NYC Council Wants Heavier Penalties For Hit-and-Run Drivers
NYC Council Wants Heavier Penalties For Hit-and-Run Drivers

NEW YORK—The New York City Council committee on transportation held a public hearing on Wednesday to introduce two bills: one to enact more severe penalties against hit-and-run drivers and the other to require warning signs, posted in the city’s taxi and livery cabs, of the penalties for assaulting drivers. 

Current state laws penalize those who drive while intoxicated more severely than those who flee the scene of a traffic accident.

The stiffer penalties would act as a further deterrent for drivers who might shirk their responsibility, said committee member Jimmy Van Bramer.

Currently, for drivers who leave the scene of an accident without reporting it, the maximum penalty is $5,000. 

The civil penalties are in addition to any criminal penalties the driver may incur.

Taxi Driver Assaults 

Another bill discussed at the hearing would require all taxi and livery cabs to post warning signs of penalties for assaulting a driver. Depending on the type and degree of assault, the accused would be faced with up to 25 years in prison.

The current draft of the bill states that the requirement applies to “every owner of a taxicab and for-hire vehicle.” 

Chair of the Taxi and Limousine Commission (TLC), Meera Joshi testified at the hearing, saying that she wishes to change the language in the bill to explicitly include the requirement for vans as well, not just cabs.


Joshi agreed with committee member Carlos Menchaca’s suggestion that a digital sign be placed on display screens inside the cabs as well.

Last month, two livery cab drivers were shot and killed in the Bronx. In recent years, there have been numerous other incidents of physical attacks on cab drivers, including some that were hate crimes driven by anti-Muslim feelings toward the drivers. 

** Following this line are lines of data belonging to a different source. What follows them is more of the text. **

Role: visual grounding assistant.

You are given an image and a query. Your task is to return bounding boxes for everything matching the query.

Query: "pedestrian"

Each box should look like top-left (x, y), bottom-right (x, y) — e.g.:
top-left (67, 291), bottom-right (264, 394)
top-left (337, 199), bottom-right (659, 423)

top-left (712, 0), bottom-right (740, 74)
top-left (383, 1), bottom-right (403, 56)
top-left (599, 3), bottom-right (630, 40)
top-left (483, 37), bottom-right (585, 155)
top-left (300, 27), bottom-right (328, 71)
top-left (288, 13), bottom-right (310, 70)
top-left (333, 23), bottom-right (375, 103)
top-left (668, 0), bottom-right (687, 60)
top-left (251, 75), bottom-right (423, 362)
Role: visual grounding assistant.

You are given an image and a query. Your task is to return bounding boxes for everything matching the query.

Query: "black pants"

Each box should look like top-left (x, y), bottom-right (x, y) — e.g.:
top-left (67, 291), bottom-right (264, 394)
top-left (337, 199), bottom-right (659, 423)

Committee member David Greenfield expressed concern about the hate-crime-related assaults and said he would look into ways to better track instances of verbal and physical harassment based on the driver’s ethnicity or religion. 

From the beginning of this year to Aug. 24, there have been a total of five felony charges and 38 misdemeanor charges for assaults on yellow and livery cab drivers, according to TLC chair Joshi.

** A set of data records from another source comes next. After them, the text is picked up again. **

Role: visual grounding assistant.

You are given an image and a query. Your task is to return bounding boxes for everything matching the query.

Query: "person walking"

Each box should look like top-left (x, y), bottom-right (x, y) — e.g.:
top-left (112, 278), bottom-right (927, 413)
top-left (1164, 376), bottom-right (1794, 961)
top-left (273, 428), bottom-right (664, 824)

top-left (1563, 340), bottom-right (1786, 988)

Committee members were also concerned that the perpetrators would not receive due punishment upon arrest, and are considering revisions to the legislation or working with the police department and district attorneys to make sure assailants get convicted.

At the hearing, managing director of the League of Mutual Taxi Owners, Erhan Tuncel, suggested that assaults should carry mandatory jail sentences. 

Executive director of the New York City Taxi Workers Alliance, Bhairavi Desai emphasized that all vehicles within TLC should have the sign-posting requirement.